I tried to Google the hell out of John “Yoni” Brooks. I had met him once, at a yoga class I attended because Ethan insisted. Yoni seemed sort of creepy at the time, but harmless. Apparently when you Google a common man's name and “Yoni,” all you get is YouTube videos of home births and instructions about vaginal massage.

After I read everything, I felt like I needed to talk to someone else. I couldn't talk to any of Ethan's old friends, because I already knew that he hadn't been in touch with them since he left me. Besides, most of them had tired of hearing from me after my repeated calls and e-mails in those early days after his departure. At first they were sympathetic, but after several months of bombardment they all started avoiding me. When I would reach one of them, he'd find a reason to get off the phone as quickly as possible. One of them told me I was worse than his student loan collector. I can't say I blame him.

Ethan left me with so little information that I fell into a bad habit of analyzing the minutiae of his yoga videos with Beth—“But what do you think he really
meant
by showing that dog licking the sand? Is it their dog? A stranger's dog?”—until I could tell she was sick of it.

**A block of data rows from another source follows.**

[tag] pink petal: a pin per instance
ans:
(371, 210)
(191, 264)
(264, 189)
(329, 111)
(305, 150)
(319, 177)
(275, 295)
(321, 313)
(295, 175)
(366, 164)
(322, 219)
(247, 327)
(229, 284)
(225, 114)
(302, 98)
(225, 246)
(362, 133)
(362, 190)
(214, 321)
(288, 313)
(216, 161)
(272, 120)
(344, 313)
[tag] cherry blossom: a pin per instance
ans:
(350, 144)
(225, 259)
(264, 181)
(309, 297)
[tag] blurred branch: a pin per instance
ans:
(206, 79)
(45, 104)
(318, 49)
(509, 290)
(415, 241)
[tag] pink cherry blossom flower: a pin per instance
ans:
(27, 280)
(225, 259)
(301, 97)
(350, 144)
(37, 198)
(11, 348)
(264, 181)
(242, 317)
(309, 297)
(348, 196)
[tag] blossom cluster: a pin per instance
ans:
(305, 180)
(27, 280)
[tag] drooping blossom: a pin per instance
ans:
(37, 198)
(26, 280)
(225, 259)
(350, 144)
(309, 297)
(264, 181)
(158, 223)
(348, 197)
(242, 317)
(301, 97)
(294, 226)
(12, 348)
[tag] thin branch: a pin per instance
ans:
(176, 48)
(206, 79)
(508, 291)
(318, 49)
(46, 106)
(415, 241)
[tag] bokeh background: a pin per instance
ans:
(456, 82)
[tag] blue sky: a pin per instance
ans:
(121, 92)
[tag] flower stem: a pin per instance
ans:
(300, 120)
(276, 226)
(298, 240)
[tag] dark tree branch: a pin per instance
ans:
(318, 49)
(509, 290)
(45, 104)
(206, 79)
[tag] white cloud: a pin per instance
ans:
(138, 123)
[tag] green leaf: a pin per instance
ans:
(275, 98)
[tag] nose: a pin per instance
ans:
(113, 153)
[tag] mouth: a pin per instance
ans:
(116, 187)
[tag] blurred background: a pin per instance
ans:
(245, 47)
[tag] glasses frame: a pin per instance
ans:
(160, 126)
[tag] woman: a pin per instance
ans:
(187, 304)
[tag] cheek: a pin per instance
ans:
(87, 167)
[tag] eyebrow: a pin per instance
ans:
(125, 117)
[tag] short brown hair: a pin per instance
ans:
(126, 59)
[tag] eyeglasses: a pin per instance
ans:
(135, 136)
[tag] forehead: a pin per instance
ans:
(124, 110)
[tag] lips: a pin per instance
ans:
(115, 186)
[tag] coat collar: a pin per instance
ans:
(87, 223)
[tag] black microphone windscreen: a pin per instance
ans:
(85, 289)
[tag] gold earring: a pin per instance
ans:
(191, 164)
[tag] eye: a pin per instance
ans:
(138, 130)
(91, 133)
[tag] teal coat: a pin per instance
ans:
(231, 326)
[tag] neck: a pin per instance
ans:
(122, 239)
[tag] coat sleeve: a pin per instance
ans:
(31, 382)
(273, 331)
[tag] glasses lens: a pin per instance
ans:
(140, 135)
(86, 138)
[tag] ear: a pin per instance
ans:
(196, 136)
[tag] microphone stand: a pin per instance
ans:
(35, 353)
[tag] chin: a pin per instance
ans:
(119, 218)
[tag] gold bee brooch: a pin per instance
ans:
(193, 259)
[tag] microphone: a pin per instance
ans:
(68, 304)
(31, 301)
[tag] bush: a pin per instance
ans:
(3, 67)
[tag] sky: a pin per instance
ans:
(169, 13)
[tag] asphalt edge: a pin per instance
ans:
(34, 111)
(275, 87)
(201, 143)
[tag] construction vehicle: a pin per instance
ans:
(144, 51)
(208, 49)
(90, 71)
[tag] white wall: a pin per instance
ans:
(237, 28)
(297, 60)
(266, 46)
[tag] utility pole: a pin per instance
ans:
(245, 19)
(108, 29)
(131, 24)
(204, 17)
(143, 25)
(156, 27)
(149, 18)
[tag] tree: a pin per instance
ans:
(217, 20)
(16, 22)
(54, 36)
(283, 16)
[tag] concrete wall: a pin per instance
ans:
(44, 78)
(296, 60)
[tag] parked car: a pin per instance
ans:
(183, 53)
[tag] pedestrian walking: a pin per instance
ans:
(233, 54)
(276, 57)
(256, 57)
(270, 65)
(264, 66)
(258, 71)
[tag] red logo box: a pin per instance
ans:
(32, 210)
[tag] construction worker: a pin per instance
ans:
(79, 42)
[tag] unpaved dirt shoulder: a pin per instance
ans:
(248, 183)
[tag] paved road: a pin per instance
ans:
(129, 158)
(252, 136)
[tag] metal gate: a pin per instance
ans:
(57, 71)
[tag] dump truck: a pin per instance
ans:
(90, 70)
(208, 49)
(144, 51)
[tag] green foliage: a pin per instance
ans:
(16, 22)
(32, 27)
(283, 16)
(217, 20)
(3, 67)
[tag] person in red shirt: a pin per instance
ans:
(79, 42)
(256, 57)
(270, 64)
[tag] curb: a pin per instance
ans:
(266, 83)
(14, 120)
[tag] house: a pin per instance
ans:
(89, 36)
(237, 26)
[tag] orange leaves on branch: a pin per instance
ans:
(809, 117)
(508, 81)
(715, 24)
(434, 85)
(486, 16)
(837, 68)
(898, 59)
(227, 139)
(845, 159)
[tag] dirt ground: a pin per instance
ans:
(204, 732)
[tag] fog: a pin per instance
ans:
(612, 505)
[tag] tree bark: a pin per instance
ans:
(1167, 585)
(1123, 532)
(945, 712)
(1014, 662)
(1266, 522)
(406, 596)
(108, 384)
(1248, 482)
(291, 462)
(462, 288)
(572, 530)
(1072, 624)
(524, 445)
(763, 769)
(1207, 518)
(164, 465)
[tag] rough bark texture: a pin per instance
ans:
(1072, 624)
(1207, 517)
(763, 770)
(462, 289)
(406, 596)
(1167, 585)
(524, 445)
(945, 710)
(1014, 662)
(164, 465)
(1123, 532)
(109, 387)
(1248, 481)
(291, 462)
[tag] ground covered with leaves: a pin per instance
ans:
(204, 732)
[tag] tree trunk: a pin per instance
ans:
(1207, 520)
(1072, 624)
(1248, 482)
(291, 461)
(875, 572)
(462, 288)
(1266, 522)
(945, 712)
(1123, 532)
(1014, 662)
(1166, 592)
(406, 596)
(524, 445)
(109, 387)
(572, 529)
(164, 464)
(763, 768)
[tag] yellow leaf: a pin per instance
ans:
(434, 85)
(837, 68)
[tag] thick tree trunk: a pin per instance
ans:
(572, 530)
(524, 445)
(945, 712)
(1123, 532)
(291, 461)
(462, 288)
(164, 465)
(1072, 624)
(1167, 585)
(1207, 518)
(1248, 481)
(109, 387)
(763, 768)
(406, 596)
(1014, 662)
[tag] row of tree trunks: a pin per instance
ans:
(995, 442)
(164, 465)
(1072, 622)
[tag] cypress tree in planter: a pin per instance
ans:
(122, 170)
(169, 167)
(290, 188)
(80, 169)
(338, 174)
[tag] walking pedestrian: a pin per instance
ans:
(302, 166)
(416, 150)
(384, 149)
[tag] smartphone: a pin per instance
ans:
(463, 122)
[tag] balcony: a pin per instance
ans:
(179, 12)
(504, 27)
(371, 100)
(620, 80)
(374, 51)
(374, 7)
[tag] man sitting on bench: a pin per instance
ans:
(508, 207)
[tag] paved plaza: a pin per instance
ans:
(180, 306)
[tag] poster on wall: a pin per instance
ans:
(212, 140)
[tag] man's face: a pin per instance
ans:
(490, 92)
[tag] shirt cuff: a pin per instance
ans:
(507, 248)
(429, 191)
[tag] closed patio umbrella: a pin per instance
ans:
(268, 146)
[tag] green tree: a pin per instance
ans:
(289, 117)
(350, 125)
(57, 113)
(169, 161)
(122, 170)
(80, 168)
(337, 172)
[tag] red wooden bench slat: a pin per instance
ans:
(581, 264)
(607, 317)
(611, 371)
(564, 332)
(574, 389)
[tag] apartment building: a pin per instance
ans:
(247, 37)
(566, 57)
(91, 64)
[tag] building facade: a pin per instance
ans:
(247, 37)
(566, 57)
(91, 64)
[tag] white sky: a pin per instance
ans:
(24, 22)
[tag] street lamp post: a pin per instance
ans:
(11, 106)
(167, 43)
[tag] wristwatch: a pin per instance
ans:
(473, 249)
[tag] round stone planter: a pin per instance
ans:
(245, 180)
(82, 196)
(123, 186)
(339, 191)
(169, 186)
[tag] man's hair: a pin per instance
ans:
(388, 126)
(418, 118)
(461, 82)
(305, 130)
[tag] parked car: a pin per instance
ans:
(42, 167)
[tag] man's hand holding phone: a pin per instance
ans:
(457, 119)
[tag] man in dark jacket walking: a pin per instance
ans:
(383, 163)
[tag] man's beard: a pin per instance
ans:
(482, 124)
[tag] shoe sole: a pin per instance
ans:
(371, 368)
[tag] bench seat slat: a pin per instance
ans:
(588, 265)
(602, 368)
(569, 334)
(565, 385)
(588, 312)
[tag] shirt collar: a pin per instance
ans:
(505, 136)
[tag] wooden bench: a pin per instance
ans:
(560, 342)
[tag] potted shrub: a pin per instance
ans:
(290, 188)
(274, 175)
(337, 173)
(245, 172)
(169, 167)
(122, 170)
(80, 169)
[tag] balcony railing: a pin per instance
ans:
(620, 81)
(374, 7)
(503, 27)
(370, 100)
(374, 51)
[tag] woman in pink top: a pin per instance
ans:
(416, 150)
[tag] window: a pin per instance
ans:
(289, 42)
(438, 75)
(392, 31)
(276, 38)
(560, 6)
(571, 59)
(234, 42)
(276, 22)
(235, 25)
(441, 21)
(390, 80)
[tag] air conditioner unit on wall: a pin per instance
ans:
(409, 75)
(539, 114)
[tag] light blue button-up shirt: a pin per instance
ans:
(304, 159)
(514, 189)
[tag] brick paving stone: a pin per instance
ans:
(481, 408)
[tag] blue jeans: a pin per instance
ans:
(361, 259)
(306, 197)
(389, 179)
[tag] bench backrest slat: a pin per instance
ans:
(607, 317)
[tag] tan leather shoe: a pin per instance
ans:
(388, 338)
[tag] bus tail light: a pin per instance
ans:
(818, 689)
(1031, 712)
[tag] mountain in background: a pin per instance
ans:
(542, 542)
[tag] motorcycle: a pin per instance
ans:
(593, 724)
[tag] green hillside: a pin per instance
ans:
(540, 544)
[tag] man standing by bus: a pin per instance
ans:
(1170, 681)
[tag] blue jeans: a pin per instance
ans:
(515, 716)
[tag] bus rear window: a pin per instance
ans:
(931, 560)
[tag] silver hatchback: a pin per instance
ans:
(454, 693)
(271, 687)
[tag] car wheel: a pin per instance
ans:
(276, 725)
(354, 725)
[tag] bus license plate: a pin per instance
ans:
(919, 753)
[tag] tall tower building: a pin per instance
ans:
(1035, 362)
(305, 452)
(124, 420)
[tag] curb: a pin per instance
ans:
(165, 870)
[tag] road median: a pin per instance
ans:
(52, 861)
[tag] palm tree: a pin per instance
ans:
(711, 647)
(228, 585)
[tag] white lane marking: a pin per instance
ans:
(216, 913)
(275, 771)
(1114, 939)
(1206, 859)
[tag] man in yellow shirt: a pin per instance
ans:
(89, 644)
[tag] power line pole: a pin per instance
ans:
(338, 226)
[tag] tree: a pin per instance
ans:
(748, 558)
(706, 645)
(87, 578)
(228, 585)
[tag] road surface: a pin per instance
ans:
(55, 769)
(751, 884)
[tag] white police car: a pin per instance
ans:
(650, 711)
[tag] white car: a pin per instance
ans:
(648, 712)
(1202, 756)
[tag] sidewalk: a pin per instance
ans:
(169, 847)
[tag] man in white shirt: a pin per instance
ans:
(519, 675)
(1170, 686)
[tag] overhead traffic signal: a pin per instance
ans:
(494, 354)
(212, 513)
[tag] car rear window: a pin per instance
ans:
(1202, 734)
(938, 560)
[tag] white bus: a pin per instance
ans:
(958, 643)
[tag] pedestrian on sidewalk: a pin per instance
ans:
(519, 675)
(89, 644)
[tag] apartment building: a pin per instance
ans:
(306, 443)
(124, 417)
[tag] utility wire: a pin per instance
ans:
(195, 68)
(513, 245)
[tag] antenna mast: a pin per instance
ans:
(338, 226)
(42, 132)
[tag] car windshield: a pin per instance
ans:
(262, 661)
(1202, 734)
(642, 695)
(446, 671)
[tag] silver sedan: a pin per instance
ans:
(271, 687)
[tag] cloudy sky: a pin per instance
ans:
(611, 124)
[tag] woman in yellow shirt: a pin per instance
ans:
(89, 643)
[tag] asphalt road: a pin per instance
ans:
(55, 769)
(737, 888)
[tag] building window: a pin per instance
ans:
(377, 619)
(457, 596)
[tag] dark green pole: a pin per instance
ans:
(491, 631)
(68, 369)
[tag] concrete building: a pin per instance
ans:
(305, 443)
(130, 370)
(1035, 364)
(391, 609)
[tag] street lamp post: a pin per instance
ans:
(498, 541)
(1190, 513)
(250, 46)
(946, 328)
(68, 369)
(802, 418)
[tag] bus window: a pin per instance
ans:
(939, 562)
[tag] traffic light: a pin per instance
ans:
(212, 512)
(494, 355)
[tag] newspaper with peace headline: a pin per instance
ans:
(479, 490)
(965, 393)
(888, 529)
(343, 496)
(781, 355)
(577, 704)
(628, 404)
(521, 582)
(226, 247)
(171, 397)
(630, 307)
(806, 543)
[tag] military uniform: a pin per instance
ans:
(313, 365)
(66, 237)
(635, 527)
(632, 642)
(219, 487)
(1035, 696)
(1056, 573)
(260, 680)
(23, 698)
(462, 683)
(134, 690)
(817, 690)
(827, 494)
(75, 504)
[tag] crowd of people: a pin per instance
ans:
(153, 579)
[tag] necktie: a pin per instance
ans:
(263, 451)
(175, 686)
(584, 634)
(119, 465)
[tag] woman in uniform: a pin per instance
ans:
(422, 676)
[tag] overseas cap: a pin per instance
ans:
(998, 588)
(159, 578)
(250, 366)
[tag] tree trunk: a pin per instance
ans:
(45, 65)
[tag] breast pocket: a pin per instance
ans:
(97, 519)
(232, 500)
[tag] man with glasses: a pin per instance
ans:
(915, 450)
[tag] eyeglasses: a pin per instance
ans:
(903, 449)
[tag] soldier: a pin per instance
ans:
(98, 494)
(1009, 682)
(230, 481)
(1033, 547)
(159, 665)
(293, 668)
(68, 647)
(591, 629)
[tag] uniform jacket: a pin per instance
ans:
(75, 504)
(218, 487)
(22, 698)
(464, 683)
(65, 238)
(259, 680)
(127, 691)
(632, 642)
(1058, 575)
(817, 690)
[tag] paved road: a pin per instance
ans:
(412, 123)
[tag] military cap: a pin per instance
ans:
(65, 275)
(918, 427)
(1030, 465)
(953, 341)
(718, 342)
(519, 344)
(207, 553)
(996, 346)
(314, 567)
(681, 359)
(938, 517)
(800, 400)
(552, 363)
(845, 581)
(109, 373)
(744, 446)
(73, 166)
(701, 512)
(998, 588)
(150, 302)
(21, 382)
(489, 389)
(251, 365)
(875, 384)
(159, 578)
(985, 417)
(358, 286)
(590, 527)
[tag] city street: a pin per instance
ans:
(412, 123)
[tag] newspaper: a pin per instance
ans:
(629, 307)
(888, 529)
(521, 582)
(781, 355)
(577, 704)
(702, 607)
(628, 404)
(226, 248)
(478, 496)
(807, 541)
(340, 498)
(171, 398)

“You know I love you, Dana,” she said, “but if I watch Amaya demonstrate the king pigeon pose one more time, I am going to throw myself out your window.” We were having tea in my living room when she leaned across the couch and held my hand. “I'm the only one who can tell you this, because we're blood. None of it means anything. He's gone, and you need to move on.”

I knew she was right, but I couldn't accept it. So I started keeping my evening meanderings to myself. I wanted some concrete explanation for why our relationship had fallen apart so swiftly, and I thought I would find it in the bits of digital detritus that flowed through my battered Dell. How did we get so far away from where we had been? Was there something in Ethan's voice that would help explain why he had changed so drastically? Something I could read in his body language, or the way he related to Amaya, or the angle of his grin, that would explain where the man I thought I knew so well had gone?

The searching proved fruitless, of course. Most nights I drank too much two-buck Chuck from the Trader Joe's on Fourteenth Street and passed out in the chair in front of my computer, head slumped to the side, And the more I watched Ethan in those videos, contorting his once stocky frame into a sinewy pretzel, the less I felt like I knew him—possibly had ever known him.

About a year after Ethan left I broke myself of the Googlestalking habit with Beth's help. In a silly ritual I read about in a women's magazine, we burned every photo I had of Ethan and me together. I legally changed my name back to Dana Morrison,
so I wouldn't have to wince every time I took out my driver's license and saw Dana Powell staring back at me. Then I took a two-week vacation and went to my family's cabin in rural Minnesota. Even though I barely talk to my mom anymore, she allows me access. It's just a shack on one of those ten thousand Minnesota lakes, but we don't get Internet or cell phone reception there. The respite allowed me to go cold turkey on those last grabbing grasps at my husband.